Let’s state the facts: Huawei is not a 5G telecommunications firm in the vein of Ericsson and Nokia. Instead, it is a deniable corporate agent of the People’s Liberation Army’s intelligence department. Huawei simply has a private sector interest alongside its PLA responsibilities.
Now consider Gina Raimondo’s testimony at a Senate confirmation hearing on Tuesday.
Nominated by President Biden to serve as commerce secretary, Raimondo was asked by Sen. Ted Cruz whether she would commit to keeping Huawei on the so-called entities list. That trade blacklist bans U.S. commercial dealings with those on it. Huawei was added to the list under the Trump administration. Unfortunately, Raimondo pledged only to consult with Cruz and the Senate on the question of Huawei’s future status.

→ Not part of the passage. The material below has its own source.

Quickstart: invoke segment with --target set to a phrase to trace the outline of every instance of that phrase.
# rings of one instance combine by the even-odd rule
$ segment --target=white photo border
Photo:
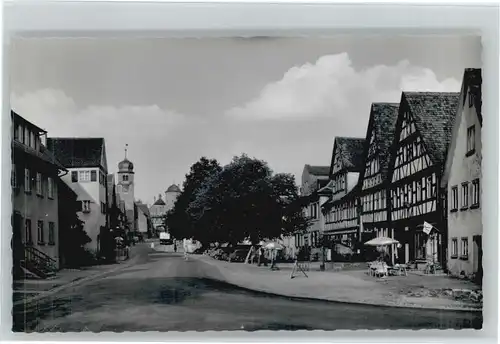
[[[498,335],[499,34],[498,5],[470,1],[376,4],[140,1],[17,1],[3,9],[1,159],[1,332],[8,341],[441,342],[496,343]],[[10,248],[9,40],[37,37],[234,37],[337,34],[478,35],[483,69],[483,330],[259,331],[13,334]]]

Raimondo might be acting under explicit instructions from the White House not to offer any China commitments, but the former Rhode Island governor’s response is ridiculous regardless. Huawei’s status should have been an easy answer for the Biden administration. Huawei’s threat capacity stands apart from the other Chinese companies on the entities list for a simple reason — namely, that the U.S. intelligence community has spent years building up a deep insight as to the origins, funding, operation, design, and strategic intent behind Huawei. The high-confidence intelligence picture is clear.

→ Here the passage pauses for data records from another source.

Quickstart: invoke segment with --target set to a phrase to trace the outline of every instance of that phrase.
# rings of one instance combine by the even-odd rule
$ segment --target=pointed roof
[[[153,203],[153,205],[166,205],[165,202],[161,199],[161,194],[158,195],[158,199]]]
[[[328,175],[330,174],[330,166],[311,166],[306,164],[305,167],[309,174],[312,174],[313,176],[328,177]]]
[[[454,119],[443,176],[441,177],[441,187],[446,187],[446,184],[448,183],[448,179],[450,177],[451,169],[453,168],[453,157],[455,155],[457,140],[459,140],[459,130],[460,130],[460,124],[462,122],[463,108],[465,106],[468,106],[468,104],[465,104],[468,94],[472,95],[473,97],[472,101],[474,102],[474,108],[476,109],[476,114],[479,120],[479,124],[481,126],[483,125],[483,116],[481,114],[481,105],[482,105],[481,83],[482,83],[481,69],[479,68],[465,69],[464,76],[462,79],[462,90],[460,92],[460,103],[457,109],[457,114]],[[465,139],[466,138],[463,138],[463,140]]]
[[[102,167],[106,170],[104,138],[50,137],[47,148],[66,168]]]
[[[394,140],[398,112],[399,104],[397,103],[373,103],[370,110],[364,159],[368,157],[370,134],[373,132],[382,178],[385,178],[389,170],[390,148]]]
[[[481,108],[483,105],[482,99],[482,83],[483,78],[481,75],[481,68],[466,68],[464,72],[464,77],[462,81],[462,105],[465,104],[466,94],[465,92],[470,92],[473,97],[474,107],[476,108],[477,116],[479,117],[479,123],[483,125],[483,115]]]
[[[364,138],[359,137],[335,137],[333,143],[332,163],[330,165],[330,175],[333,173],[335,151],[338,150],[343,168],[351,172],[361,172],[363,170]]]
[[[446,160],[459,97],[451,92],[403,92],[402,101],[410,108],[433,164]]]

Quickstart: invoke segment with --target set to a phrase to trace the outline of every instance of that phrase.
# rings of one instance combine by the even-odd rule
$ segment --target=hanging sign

China spends big sums on puppets and propaganda that present Huawei as just another multinational offering cheap telecommunications services to the world. That affordability argument is accurate, but only so far as Huawei is subsidized by the People’s Liberation Army (and with the understanding that Huawei’s technology foundation was built on the back of stolen American intellectual property). But then, there’s the espionage issue. Top line: Huawei’s systems are deliberately riddled with network vulnerabilities. The PLA’s strategy here is that where these network vulnerabilities are detected, Huawei can credibly claim that the flaws are regrettable mistakes — mistakes, that is, instead of deniable designs for malevolent espionage. The PLA’s ambition is vast: to use Huawei as a great global backdoor into the data, discussion, and decisions of China’s foreign competitors. Whether corporate competitors or national governments, Huawei’s 5G networks offer Beijing the prospect of an unprecedented global penetration of private communications. Much of the intelligence evincing this reality remains classified, but when we observe how Huawei executives approach issues such as human rights in Hong Kong, it quickly becomes clear who leads this organization. It is not CEO Ren Zhengfei, but President Xi Jinping.
Huawei’s status on the entities list is, therefore, fundamentally not a question of trade protectionism, but rather of security protection. It’s an area where America’s allies in Europe are watching closely to see whether the Biden administration will respond to their own appeasement of China. And Raimondo has just given Beijing a cause for optimism. The Chinese Foreign Ministry had already identified Raimondo as a good pick for their interests via its Global Times propaganda outlet. A January article noted that “observers expect Raimondo, given her past moderate rhetoric about China, to ease trade tensions with Beijing caused by President Donald Trump and play an ‘active and predictable’ role in facilitating China-U.S. trade and economic dialogue.”
Indeed.
Communist China has high hopes that the Biden administration will return America to the good not-so-old days of thinly veiled appeasement toward it. Such a course of action is incompatible with U.S. security and prosperity. Huawei deserves no quarter.